Patrick Waite: Yeah. So, John, as we worked our way through our budget process, and that includes a review literally property by property in the respective sub-markets and a review of the competitive set, not only other manufactured home communities, but other competitive housing in those direct sub-markets. As Marguerite touched on, we compare very favorably just with respect to the all-in cost and the value that a resident moving to one of our communities gets in our locations. So, as we worked our way through, while it’s a fair point on the CPI, our spread historically has been in the 150 basis points to 200 basis points. We’re kind of in that range with the mark-to-market that Paul just referenced. And we did have that 150 basis points to 200 basis point historical spread to CPI with respect to our rate increases, kind of front in mind as we were working through where we were going to set increases, particularly for our in-place long-term residents.

So, we feel pretty confident that it’s a good value proposition and that those rents will come through.

John Kim: Any sense of timing or the quantum of the renewal rate increases in marinas?

Patrick Waite: The marinas are basically rattleable over the course of the year, so they’ll come through over the quarter by quarter.

Paul Seavey: And those annual renewals, John, are included in the 7% that we quoted for the RV, marina annual rent.

John Kim: Okay, got it.

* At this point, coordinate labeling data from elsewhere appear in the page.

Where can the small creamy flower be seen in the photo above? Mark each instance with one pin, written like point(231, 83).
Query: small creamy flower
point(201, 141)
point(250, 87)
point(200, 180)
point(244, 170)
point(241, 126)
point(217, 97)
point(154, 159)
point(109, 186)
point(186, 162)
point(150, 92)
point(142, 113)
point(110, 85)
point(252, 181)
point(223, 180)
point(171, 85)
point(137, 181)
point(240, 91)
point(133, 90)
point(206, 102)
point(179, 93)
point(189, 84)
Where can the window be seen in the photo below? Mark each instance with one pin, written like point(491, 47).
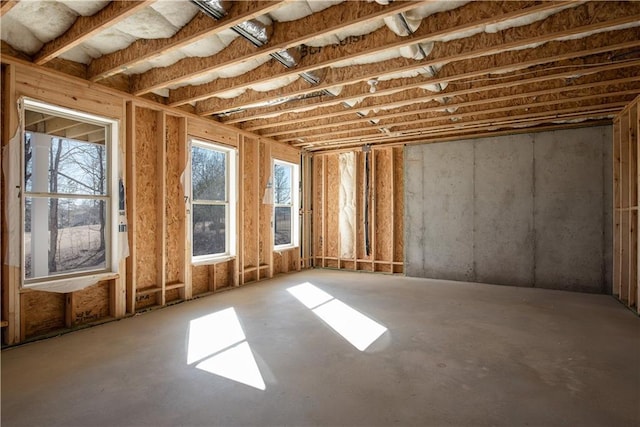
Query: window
point(285, 202)
point(70, 192)
point(213, 195)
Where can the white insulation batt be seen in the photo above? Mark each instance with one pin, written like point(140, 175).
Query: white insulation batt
point(347, 204)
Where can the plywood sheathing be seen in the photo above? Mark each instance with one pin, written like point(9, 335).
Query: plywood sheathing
point(550, 56)
point(250, 184)
point(385, 212)
point(332, 237)
point(264, 211)
point(200, 27)
point(626, 262)
point(174, 209)
point(200, 280)
point(398, 209)
point(469, 101)
point(90, 304)
point(141, 131)
point(146, 203)
point(42, 312)
point(565, 23)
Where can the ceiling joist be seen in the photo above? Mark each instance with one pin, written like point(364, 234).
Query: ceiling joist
point(480, 96)
point(200, 27)
point(473, 110)
point(483, 44)
point(434, 27)
point(285, 35)
point(571, 111)
point(501, 65)
point(86, 26)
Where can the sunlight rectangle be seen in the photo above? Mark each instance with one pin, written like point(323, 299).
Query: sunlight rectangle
point(212, 333)
point(311, 296)
point(236, 364)
point(354, 326)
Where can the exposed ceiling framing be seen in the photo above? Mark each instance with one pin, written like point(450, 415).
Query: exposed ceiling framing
point(381, 72)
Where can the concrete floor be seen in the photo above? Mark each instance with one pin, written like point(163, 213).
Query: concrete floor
point(454, 354)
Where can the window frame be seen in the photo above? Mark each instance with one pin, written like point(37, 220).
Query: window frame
point(294, 206)
point(111, 196)
point(231, 192)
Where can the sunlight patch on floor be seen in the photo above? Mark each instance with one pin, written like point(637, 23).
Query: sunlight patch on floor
point(360, 330)
point(218, 342)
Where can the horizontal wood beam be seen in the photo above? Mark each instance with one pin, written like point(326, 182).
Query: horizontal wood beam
point(469, 97)
point(473, 110)
point(580, 110)
point(561, 25)
point(471, 17)
point(285, 35)
point(465, 134)
point(325, 115)
point(86, 26)
point(557, 53)
point(199, 27)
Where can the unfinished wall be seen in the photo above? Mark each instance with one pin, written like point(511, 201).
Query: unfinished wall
point(626, 259)
point(523, 210)
point(376, 215)
point(154, 152)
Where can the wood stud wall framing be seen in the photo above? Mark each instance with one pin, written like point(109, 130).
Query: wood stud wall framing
point(154, 154)
point(626, 261)
point(386, 206)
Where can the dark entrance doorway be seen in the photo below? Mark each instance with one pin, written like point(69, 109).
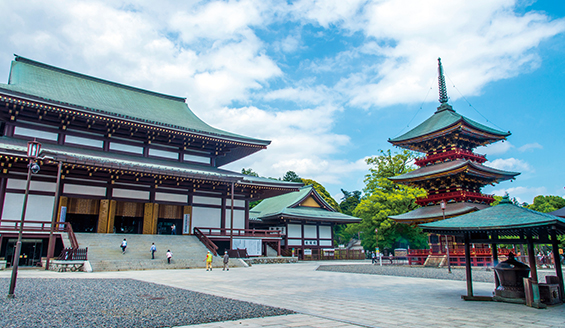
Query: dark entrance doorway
point(164, 226)
point(127, 224)
point(83, 222)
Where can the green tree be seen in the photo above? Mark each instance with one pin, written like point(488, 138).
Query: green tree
point(322, 191)
point(384, 198)
point(291, 176)
point(250, 172)
point(546, 204)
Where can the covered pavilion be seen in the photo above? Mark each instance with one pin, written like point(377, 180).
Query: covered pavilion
point(504, 223)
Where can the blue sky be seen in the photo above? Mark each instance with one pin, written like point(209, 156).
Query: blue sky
point(327, 81)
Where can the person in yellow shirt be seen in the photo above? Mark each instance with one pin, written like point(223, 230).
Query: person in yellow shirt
point(208, 261)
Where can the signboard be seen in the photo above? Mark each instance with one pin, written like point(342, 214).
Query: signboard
point(253, 245)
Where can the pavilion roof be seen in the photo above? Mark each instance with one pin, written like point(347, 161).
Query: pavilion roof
point(288, 206)
point(42, 81)
point(444, 119)
point(434, 212)
point(453, 167)
point(504, 218)
point(560, 212)
point(118, 161)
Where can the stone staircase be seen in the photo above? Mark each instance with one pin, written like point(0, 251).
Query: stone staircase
point(105, 253)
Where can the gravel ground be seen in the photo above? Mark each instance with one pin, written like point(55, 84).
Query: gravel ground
point(117, 303)
point(479, 274)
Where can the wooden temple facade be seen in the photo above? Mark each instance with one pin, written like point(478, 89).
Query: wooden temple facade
point(450, 172)
point(123, 159)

Thank you.

Marguerite Nader: Thanks, John.

Operator: Thank you. Please stand by for our next question. Our next question comes from the line of Eric Wolfe with Citi. Your line is open.

Eric Wolfe: Hey, thanks. It looks like you’re guiding to a sequential increase in FFO in 4Q as well as an increase in your annual RV growth. I think it’s 8.8% from 8%. What’s driving both of those?

Paul Seavey: Yeah, I think, Eric, when you think about the fourth quarter of ’23, you kind of have to remember all that happened in the fourth quarter of ’22. So, with respect to the RV, I’ll take that first. The impact of Hurricane Ian in Q4 of ’22, really what we’re seeing in ’23 is the benefit of the occupancy that we gained following the loss in the fourth quarter of last year. That’s primarily what it is. There is also some contribution that’s coming from rate increases that are effective in the fourth quarter. And then, in terms of the FFO change, when I look at the non-core contribution, there’s about $5 million year-over-year that’s coming from the non-core properties this year that we didn’t have. We had six properties that were online — sorry, offline following the hurricane last year that did not generate any NOI, and we did not have any business interruption contribution from most of those locations.

And then, we had some contributions from acquisitions in ’22 and ’23, as well as some one-time adjustments. So, there were a number of things that were happening in the fourth quarter of last year that make favorable comp this year.